Buckeye Road south of downtown was a primarily Hungarian immigrant community by the end of the nineteenth century, with ethnic ties so strong that strife could still arise with the Slovak immigrant population. Community events centered on St. Elizabeth of Hungary Catholic Church at 90th Street and Buckeye Road, the first Hungarian nationality parish anywhere in the United States.
In such an environment the Weizer Building was built in 1913. The exquisite design was completed by prominent local architect Emile Uhlrich after five years of work. Like St. Elizabeth's, it became a community center for Hungarian cultural activities. However, the ethnic neighborhood no longer exists. Thousands of Buckeye-Shaker residents fought in World War II, and most of them moved to the suburbs after returning from Europe. The trend was excaserbated in the 1960s, as crime grew in the neighborhood, and white flight took many more Hungarians to safer communities; fewer than a thousand native-born Hungarians remained resident in the entire city by the 1990 census.
The Weizer Building was a brick and weatherboarded structure with a brick foundation and a tiled roof. Elements of metal and terra cotta were also prominent on the exterior. Three stories tall, the building featured a distinctive three-bay facade composed of brick interspersed with stone quoins, highlighted by the metal and terra cotta elements. Atop the facade, a clock occupied the central spot; it was framed by small towers on either side capping large bay windows, which occupied the second and third stories on the facade's side bays. The lack of bay windows on the first floor produced a prominent overhang on the storefronts. Tile roofs covered the towers in a manner resembling bell towers, while pressed metalwork was used to form numerous small windows immediately under the roofs.

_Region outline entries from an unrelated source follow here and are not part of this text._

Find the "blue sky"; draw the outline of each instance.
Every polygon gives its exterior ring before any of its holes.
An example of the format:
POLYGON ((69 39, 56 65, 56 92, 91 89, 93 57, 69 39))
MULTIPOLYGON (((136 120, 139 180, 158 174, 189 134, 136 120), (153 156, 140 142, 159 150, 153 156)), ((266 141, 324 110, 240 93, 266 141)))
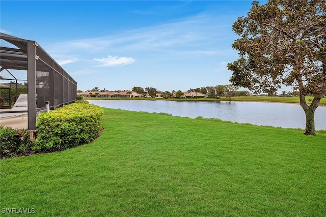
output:
POLYGON ((35 40, 78 89, 227 84, 232 25, 251 1, 7 1, 1 32, 35 40))

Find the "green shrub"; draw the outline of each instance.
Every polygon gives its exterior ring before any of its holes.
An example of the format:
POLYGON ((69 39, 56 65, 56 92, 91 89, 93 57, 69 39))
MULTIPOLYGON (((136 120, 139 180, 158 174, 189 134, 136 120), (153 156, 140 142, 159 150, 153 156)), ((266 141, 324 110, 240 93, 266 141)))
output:
POLYGON ((85 104, 89 104, 89 102, 88 102, 87 100, 76 100, 75 102, 75 103, 85 103, 85 104))
POLYGON ((34 152, 34 145, 26 130, 0 126, 0 158, 27 155, 34 152))
POLYGON ((37 149, 60 150, 90 142, 102 129, 103 114, 103 108, 85 103, 41 114, 36 123, 37 149))

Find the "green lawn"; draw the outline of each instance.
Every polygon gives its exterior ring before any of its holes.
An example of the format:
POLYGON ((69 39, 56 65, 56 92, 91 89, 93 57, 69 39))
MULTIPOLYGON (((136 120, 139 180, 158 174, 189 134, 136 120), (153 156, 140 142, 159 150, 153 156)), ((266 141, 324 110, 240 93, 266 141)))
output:
MULTIPOLYGON (((309 103, 309 100, 313 100, 313 97, 306 97, 306 101, 309 103)), ((84 97, 84 100, 176 100, 176 101, 228 101, 230 100, 225 97, 222 97, 221 99, 214 98, 105 98, 105 97, 84 97)), ((300 100, 298 97, 263 97, 263 96, 248 96, 232 97, 232 101, 257 101, 257 102, 275 102, 280 103, 299 103, 300 100)), ((320 100, 320 105, 326 105, 326 98, 320 100)))
POLYGON ((36 216, 326 216, 324 131, 104 109, 104 130, 90 144, 0 161, 1 208, 36 216))

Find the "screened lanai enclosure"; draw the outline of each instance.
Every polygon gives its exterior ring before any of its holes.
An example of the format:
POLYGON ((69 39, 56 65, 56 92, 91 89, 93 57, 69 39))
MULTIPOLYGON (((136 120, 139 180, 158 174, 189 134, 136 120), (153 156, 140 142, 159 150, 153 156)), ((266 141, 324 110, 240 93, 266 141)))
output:
POLYGON ((36 41, 3 33, 0 38, 0 75, 6 72, 9 77, 1 75, 1 82, 19 81, 8 75, 12 75, 11 71, 27 74, 27 110, 19 111, 28 113, 28 129, 35 130, 37 115, 46 110, 46 104, 53 110, 76 100, 77 82, 36 41))

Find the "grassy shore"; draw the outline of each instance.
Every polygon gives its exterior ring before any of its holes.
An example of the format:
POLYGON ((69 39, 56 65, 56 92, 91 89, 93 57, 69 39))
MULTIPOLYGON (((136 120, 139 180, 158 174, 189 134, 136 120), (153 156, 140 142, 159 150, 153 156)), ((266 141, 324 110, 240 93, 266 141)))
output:
POLYGON ((91 143, 0 161, 1 208, 36 216, 326 215, 324 131, 104 109, 91 143))
MULTIPOLYGON (((306 97, 306 101, 307 103, 310 103, 309 100, 313 100, 313 97, 306 97)), ((176 100, 176 101, 229 101, 228 98, 225 97, 222 97, 221 99, 214 98, 168 98, 165 99, 163 98, 100 98, 100 97, 84 97, 84 99, 86 100, 176 100)), ((231 101, 254 101, 254 102, 271 102, 278 103, 299 103, 300 100, 298 97, 263 97, 263 96, 248 96, 248 97, 232 97, 231 99, 231 101)), ((326 106, 326 98, 322 98, 320 100, 320 105, 326 106)))

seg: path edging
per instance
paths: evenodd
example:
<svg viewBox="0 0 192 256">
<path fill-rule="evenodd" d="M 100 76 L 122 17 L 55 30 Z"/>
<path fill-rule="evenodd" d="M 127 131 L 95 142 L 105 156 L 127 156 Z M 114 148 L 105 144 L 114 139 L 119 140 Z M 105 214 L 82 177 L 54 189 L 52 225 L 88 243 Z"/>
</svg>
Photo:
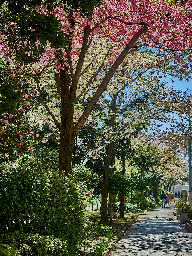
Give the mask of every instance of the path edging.
<svg viewBox="0 0 192 256">
<path fill-rule="evenodd" d="M 127 225 L 122 229 L 122 231 L 121 232 L 120 232 L 117 234 L 117 236 L 115 236 L 113 238 L 113 241 L 112 240 L 112 241 L 111 241 L 111 245 L 112 246 L 115 246 L 116 244 L 119 242 L 124 235 L 134 222 L 134 221 L 137 219 L 140 213 L 138 213 L 136 215 L 135 217 L 132 219 L 132 220 L 131 220 L 127 222 Z M 113 250 L 113 249 L 108 249 L 108 250 L 104 251 L 102 253 L 103 256 L 107 256 L 112 250 Z"/>
</svg>

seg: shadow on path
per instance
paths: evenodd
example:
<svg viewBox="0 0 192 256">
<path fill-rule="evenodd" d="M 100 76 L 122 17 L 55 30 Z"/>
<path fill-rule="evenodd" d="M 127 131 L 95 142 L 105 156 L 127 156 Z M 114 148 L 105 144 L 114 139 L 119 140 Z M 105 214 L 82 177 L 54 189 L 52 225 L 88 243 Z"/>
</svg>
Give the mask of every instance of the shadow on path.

In 1988, the Weizer Building was listed on the National Register of Historic Places, qualifying both because of its architecture and its critical place in the history of the neighborhood. Fourteen years later, the same designation was granted to another Weizer Building farther east on Buckeye Road. Despite the designation, the Weizer Building had been destroyed by 2007, and grass and trees now cover the lot.